Re: MMCCAM hang

From: Bjoern A. Zeeb <bzeeb-lists_at_lists.zabbadoz.net>
Date: Tue, 09 Jan 2024 16:48:53 UTC
On Tue, 9 Jan 2024, Bjoern A. Zeeb wrote:

> On Tue, 9 Jan 2024, Emmanuel Vadot wrote:
>
>> On Tue, 9 Jan 2024 11:36:32 +0100
>> Søren Schmidt <soren.schmidt@gmail.com> wrote:
>> 
>>>> On 28 Dec 2023, at 02.08, Warner Losh <imp@bsdimp.com> wrote:
>>>> On Wed, Dec 27, 2023, 4:55?PM Bjoern A. Zeeb 
>>>> <bzeeb-lists@lists.zabbadoz.net <mailto:bzeeb-lists@lists.zabbadoz.net>> 
>>>> wrote:
>>>>> Hi,
>>>>> 
>>>>> sdhci_fsl_fdt0: Desired SD/MMC freq: 50000000, actual: 50000000; base 
>>>>> 700000000 prescale 1 divisor 14
>>>>> GEOM: new disk sdda0
>>>>> sdda0 at sdhci_slot0 bus 0 scbus0 target 0 lun 0
>>>>> sdda0: Relative addr: 00000002
>>>>> Card features: <MMC Memory High-Capacity>
>>>>> Card random: unblocking device.
>>>>> GEOM: new disk sdda0boot0
>>>>> memory OCR: 00ff8080
>>>>> sdda0: Serial Number .......
>>>>> sdda0: MMCHC .................................. by 17 0x0000
>>>>> GEOM: new disk sdda0boot1
>>>>> uhub0: 2 ports with 2 removable, self powered
>>>>> 
>>>>> at which point basically anything hangs.  In auto-boot it is
>>>>> before/during file-system checks.
>>>>> In single user mode camcontrol devlist will show sdda0
>>>>> but
>>>>> 
>>>>> root@:/ # gpart show sdda0
>>>>> load: 6.06  cmd: gpart 24 [g_waitfor_event] 1.28r 0.00u 0.00s 0% 2088k
>>>>> {forever}
>>>>> 
>>>>> 
>>>>> Unclear at which point I broke to debugger and this is where it seems to
>>>>> hang:
>>>>> 
>>>>> db> trace 100088
>>>>> Tracing pid 4 tid 100088 td 0xffff0000dc527000
>>>>> ipi_stop() at ipi_stop+0x34
>>>>> arm_gic_v3_intr() at arm_gic_v3_intr+0xe4
>>>>> intr_irq_handler() at intr_irq_handler+0x80
>>>>> handle_el1h_irq() at handle_el1h_irq+0x14
>>>>> --- interrupt
>>>>> spinlock_exit() at spinlock_exit+0x44
>>>>> callout_reset_sbt_on() at callout_reset_sbt_on+0x210
>>>>> sdhci_cam_action() at sdhci_cam_action+0x284
>>>>> xpt_run_devq() at xpt_run_devq+0x4c8
>>>>> xpt_action_default() at xpt_action_default+0x470
>>>>> sddastart() at sddastart+0x1bc
>>>>> xpt_run_allocq() at xpt_run_allocq+0xa8
>>>>> xpt_done_process() at xpt_done_process+0x610
>>>>> xpt_done_td() at xpt_done_td+0x1a8
>>>>> fork_exit() at fork_exit+0x8c
>>>>> fork_trampoline() at fork_trampoline+0x18
>>>>> 
>>>>> 
>>>>> Anyone an idea?
>>>> 
>>>> 
>>>> 
>>>> Looks like deadlock with another thread.

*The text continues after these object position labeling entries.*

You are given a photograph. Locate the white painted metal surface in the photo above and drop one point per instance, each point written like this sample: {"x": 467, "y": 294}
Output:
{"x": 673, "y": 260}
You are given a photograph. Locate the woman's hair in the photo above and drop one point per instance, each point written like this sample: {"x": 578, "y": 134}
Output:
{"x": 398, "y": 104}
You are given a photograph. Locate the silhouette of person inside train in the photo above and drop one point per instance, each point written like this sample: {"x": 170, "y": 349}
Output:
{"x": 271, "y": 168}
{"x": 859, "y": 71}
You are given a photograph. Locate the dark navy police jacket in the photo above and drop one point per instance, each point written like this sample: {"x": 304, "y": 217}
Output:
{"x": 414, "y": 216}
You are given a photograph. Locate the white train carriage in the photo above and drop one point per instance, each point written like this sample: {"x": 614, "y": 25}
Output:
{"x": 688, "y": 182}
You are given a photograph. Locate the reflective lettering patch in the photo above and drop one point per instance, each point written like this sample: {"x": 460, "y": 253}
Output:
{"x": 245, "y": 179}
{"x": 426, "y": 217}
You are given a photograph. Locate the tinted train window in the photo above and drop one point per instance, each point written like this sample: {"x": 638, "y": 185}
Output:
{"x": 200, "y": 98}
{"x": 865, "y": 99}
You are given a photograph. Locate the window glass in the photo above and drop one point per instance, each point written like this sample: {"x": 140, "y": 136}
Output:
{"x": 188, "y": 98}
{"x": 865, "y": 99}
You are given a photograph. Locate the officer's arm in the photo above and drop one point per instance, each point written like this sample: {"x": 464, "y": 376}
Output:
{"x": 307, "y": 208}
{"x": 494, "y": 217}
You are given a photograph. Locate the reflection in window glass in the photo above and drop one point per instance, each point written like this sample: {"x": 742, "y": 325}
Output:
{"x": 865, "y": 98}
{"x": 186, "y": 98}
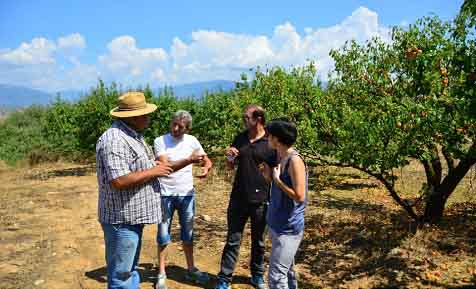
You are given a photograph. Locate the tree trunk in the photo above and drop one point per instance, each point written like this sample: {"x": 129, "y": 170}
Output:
{"x": 438, "y": 195}
{"x": 435, "y": 206}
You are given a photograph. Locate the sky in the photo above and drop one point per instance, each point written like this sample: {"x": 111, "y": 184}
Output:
{"x": 69, "y": 45}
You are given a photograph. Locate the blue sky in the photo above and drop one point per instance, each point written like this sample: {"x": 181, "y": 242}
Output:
{"x": 58, "y": 45}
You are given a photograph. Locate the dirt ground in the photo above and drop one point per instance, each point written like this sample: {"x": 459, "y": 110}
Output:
{"x": 356, "y": 237}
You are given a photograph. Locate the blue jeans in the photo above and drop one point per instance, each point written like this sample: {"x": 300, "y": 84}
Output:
{"x": 237, "y": 217}
{"x": 123, "y": 244}
{"x": 186, "y": 210}
{"x": 281, "y": 261}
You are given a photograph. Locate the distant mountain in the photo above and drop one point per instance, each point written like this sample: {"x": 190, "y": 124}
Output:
{"x": 13, "y": 96}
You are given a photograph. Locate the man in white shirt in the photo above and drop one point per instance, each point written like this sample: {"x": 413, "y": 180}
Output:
{"x": 180, "y": 150}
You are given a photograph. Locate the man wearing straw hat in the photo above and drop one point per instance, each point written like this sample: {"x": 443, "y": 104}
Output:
{"x": 129, "y": 190}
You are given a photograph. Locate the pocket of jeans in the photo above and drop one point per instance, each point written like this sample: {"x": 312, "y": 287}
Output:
{"x": 116, "y": 227}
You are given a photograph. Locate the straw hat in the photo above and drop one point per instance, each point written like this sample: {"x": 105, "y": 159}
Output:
{"x": 132, "y": 104}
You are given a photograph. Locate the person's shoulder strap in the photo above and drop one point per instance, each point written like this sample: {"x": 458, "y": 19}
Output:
{"x": 291, "y": 155}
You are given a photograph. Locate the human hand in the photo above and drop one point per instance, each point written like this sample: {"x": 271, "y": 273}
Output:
{"x": 196, "y": 157}
{"x": 231, "y": 153}
{"x": 204, "y": 173}
{"x": 276, "y": 172}
{"x": 162, "y": 168}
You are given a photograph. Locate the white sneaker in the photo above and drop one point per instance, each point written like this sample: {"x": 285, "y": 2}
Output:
{"x": 161, "y": 281}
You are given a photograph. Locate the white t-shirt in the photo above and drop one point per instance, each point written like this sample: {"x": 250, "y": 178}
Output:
{"x": 179, "y": 183}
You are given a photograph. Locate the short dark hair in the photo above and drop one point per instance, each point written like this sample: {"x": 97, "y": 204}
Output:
{"x": 284, "y": 130}
{"x": 258, "y": 111}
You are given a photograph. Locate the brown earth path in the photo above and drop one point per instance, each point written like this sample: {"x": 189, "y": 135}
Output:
{"x": 52, "y": 238}
{"x": 356, "y": 237}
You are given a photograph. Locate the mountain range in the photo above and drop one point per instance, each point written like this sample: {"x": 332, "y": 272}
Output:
{"x": 13, "y": 96}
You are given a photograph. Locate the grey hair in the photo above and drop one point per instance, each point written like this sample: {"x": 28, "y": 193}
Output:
{"x": 183, "y": 114}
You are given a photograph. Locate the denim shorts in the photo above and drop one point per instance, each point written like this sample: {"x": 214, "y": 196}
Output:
{"x": 185, "y": 206}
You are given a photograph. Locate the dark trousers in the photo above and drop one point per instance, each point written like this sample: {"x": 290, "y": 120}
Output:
{"x": 238, "y": 214}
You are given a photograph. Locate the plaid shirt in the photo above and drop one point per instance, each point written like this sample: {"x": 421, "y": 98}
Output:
{"x": 120, "y": 151}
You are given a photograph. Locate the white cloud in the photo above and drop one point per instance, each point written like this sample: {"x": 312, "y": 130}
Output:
{"x": 40, "y": 64}
{"x": 124, "y": 57}
{"x": 38, "y": 51}
{"x": 75, "y": 40}
{"x": 208, "y": 55}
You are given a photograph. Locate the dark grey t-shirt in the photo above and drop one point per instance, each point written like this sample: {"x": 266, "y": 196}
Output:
{"x": 249, "y": 185}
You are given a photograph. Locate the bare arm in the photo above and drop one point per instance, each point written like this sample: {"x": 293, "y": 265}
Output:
{"x": 207, "y": 165}
{"x": 180, "y": 164}
{"x": 231, "y": 153}
{"x": 266, "y": 172}
{"x": 297, "y": 171}
{"x": 138, "y": 178}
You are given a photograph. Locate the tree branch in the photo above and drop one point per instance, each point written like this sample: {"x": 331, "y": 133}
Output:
{"x": 380, "y": 177}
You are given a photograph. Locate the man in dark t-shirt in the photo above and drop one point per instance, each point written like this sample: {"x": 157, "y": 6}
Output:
{"x": 249, "y": 197}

Anybody else in the time keeping 
>>>> / callout code?
>>> 
>>> I think this is related to the MMC driver having issues (MMCCAM or not).
>>> If I try to use a MMC sdcard on any of my rk35X8 boards as the disk device 
>>> it will eventually hang on first access to the MMC controlled media.
>>> I thought I had an issue here with my dev setup but clealy I'm not alone 
>>> :)
>> 
>> SDCard on RK356X don't use sdhci but dwmmc so it's not related to what
>> bz@ is seeing.
>> That being said I have no problem using dwmmc as the root device on my
>> nanopi r5s or quartz64.
>
> For what is worth my current feeling seems to be it is related to the
> boot[01] disks on the eMMC.

okay, I quickly tried the funny bit to skip them (no disk created).
Th errors from the sdda stopped after about 25-ish times.  I didn't
check the commands if they were the same.

But now it looks like this:

# ls -l /dev/*da*
crw-r-----  1 root operator 0x50 Dec 19 10:32 /dev/nda0
crw-r-----  1 root operator 0x55 Dec 19 10:32 /dev/sdda0
# gpart show sdda0 
gpart: No such geom: sdda0.
# gpart show nda0 
gpart: No such geom: nda0.
# gpart create -s GPT -l 67108864 sdda0			# -l is from D33168 and not the issue here
sdhci_fsl_fdt0-slot0: sdhci_cam_request: ccb 0 ccb 0xffffa0000e440800 curcmd 0 req 0
sdhci_fsl_fdt0-slot0: sdhci_start_command: curcmd 0 cmd 0xffffa0000e4408d0 cmd_done 1 flags 0x000035
sdhci_fsl_fdt0-slot0: sdhci_req_done: curcmd 0xffffa0000e4408d0 ccb 0xffffa0000e440800 cmd_done 1 cmd.flags 0x000035 cmd.error 1
gpart: Input/output error
# gpart create -s GPT sdda0
gpart: geom 'sdda0': File exists
# gpart show sdda0 
=>   131104  122011576  sdda0  GPT  (58G)
      131104  122011576         - free -  (58G)
# shutdown -r now
...
Login:
...
# gpart show sdda0
gpart: No such geom: sdda0.


Something obviously non-obvious must be strange here.  I should try
another device though I know this works under Linux.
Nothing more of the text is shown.